Démenti du ministère de l’Education nationale

Or si l’on sait qu’un inspecteur devait effectivement rencontrer Samuel Paty, seul Abdelhakim Sefrioui indique que c’était pour «sévir». La note du renseignement évoque, pour sa part, un simple rappel «des règles de laïcité et neutralité».

Dans un communiqué envoyé ce dimanche soir, le ministère de l’Education nationale revient sur cette déclaration : «M. Sefrioui dit que l’inspection académique serait prête à “sévir” contre M. Paty. C’est évidemment faux. Il serait absurde et paradoxal de donner crédit aux paroles de cette personne. L’institution a toujours été en soutien total à l’égard de M. Paty. A aucun moment, il n’a été dit, ni même sous-entendu, ni pensé que l’institution allait “sévir” contre M. Paty.»

Le texte poursuit : «Depuis quarante-huit heures, des informations fallacieuses circulent sur les réseaux sociaux, et dans certains médias, concernant la prise en charge et le soutien apportés par l’institution scolaire à Samuel Paty […].» Et insiste à plusieurs reprises : l’équipe Valeurs de la République «a discuté avec Samuel Paty et l’a conforté dans l’approche qu’il avait eue lors de son cours». «La volonté des services d’inspection était d’expliquer la démarche du professeur dans un souci d’apaisement du père de cette élève», explique le communiqué, notant que l’inspection a encouragé le professeur à déposer plainte pour diffamation.

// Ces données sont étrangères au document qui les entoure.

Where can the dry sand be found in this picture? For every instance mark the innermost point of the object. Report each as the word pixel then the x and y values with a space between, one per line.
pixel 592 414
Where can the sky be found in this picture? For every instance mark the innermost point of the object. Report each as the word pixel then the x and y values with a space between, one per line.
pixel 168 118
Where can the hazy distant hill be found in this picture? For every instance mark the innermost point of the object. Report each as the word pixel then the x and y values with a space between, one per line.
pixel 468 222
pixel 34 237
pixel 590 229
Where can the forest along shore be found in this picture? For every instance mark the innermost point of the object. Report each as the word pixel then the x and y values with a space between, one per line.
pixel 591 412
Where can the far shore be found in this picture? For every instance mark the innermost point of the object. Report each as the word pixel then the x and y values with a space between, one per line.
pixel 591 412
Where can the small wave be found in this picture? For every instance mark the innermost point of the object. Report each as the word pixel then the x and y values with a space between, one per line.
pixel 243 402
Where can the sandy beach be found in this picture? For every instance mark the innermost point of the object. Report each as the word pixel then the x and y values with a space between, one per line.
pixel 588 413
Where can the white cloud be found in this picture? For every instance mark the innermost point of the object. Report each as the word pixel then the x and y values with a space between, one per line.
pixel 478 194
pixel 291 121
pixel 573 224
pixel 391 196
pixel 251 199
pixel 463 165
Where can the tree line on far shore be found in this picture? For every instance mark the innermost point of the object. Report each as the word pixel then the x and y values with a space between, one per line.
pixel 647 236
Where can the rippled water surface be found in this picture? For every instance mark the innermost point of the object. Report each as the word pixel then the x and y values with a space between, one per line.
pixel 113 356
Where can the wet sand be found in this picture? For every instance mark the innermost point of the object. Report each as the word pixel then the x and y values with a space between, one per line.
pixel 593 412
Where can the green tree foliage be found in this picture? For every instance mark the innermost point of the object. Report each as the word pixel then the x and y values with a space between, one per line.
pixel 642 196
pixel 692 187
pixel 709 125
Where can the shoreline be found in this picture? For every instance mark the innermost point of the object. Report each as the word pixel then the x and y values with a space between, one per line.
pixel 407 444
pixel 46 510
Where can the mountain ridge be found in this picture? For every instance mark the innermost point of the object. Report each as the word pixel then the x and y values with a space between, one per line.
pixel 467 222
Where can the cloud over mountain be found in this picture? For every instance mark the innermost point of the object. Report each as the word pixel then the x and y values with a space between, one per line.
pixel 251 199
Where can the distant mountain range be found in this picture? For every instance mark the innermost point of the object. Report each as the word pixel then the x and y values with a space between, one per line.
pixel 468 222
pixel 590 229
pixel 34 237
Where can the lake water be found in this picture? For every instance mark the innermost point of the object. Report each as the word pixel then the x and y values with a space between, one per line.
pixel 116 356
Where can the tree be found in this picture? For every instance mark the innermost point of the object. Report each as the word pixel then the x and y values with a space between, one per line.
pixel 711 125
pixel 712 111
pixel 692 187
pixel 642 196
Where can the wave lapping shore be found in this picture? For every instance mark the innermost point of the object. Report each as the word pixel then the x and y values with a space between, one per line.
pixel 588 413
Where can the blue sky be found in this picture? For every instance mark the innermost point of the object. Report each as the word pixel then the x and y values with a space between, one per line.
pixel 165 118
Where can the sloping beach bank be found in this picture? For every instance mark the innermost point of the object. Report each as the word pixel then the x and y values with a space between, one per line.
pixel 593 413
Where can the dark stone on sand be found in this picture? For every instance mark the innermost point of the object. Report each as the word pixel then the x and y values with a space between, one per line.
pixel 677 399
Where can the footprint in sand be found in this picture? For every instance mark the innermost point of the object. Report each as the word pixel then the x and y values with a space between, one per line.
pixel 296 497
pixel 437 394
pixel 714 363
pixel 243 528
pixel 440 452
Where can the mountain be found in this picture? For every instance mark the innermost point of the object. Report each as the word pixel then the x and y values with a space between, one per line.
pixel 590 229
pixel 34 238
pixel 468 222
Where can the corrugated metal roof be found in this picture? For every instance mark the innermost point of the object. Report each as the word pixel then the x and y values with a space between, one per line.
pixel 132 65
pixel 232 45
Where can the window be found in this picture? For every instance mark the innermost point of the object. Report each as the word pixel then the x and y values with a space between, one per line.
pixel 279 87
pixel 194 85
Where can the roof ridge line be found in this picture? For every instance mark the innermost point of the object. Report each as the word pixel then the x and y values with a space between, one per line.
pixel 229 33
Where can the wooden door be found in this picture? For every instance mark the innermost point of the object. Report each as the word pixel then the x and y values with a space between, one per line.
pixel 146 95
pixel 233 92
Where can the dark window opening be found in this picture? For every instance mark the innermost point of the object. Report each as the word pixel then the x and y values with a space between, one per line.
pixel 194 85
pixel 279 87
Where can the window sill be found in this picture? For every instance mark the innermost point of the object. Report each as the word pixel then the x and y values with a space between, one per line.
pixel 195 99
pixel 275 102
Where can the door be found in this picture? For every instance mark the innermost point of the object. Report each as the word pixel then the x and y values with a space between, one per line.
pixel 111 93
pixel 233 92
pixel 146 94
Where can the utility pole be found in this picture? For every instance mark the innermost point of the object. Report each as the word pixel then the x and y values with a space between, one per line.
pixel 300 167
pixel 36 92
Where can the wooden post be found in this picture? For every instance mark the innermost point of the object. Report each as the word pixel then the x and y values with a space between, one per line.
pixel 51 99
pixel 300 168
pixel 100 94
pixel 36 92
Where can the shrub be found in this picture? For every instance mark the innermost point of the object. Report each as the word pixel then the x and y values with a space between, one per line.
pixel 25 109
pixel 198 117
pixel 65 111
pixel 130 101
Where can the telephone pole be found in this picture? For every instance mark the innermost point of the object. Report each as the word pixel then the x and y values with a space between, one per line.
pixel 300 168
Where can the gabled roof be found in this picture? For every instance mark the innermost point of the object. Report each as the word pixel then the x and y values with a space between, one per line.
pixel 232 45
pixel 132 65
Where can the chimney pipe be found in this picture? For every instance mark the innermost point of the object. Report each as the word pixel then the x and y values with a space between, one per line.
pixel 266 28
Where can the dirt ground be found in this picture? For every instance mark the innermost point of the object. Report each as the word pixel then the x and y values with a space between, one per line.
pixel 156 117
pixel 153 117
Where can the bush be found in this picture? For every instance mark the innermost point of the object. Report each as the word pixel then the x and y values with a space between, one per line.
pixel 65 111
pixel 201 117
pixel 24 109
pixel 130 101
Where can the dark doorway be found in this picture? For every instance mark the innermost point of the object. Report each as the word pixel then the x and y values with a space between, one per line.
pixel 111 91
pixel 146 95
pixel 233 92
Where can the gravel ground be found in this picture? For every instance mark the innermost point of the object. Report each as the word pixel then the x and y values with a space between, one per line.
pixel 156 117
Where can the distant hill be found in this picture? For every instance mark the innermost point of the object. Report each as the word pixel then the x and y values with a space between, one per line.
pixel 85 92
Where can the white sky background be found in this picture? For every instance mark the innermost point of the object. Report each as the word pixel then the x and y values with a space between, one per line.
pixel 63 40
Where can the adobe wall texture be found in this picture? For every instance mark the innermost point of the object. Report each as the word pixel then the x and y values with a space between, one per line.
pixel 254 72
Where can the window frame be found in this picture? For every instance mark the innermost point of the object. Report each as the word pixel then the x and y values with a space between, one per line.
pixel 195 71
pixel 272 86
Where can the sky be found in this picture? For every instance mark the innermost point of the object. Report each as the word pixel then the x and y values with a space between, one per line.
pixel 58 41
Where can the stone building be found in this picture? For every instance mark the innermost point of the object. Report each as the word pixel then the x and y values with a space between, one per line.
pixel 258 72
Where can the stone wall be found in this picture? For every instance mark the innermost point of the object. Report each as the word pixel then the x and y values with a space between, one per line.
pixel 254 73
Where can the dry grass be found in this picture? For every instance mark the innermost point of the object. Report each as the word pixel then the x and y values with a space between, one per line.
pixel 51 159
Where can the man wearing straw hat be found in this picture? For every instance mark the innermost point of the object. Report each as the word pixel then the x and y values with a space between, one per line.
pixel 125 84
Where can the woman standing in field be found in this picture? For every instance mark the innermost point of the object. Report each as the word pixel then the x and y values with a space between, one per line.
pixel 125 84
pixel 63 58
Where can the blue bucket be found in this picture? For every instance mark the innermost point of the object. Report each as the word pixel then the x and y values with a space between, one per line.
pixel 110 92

Le ministre «a demandé l’ouverture d’une enquête de l’inspection générale» pour établir l’enchaînement des faits, conclut le texte.

Interrogé un peu plus tôt dans la journée sur France Info, Jean-Michel Blanquer a répondu sur le sujet. S’appuyant elle aussi sur l’article du Point, l’éditorialiste de France 2 Nathalie Saint-Cricq l’interroge : «Est-ce que vous avez connaissance de ce référent, qui serait allé manifestement remettre les choses en ordre dans l’établissement et notamment faire un signalement contre M. Paty ? Est-ce que c’est vrai cette information ?»

Réponse du ministre de l’Education nationale : «Cette information est fausse. C’est cela qui est très grave. Ce qui est vrai, c’est que les référents sont venus, et tant mieux.» Nathalie Saint-Cricq de relancer : «Ils sont venus pour le sermonner ou pour le soutenir ?» «Il y a eu soutien complet du professeur», tranche Jean-Michel Blanquer.

En résumé, aucun élément n’accrédite la thèse d’une menace de sanction envers Samuel Paty de la part de la rectrice d’académie. Celle-ci n’est pas mentionnée dans une note des renseignements sur l’enchaînement des faits. Seul Abdelhakim Sefrioui a évoqué cette sanction dans une vidéo. Des propos qualifiés de «fausse information» par le ministère de l’Education nationale.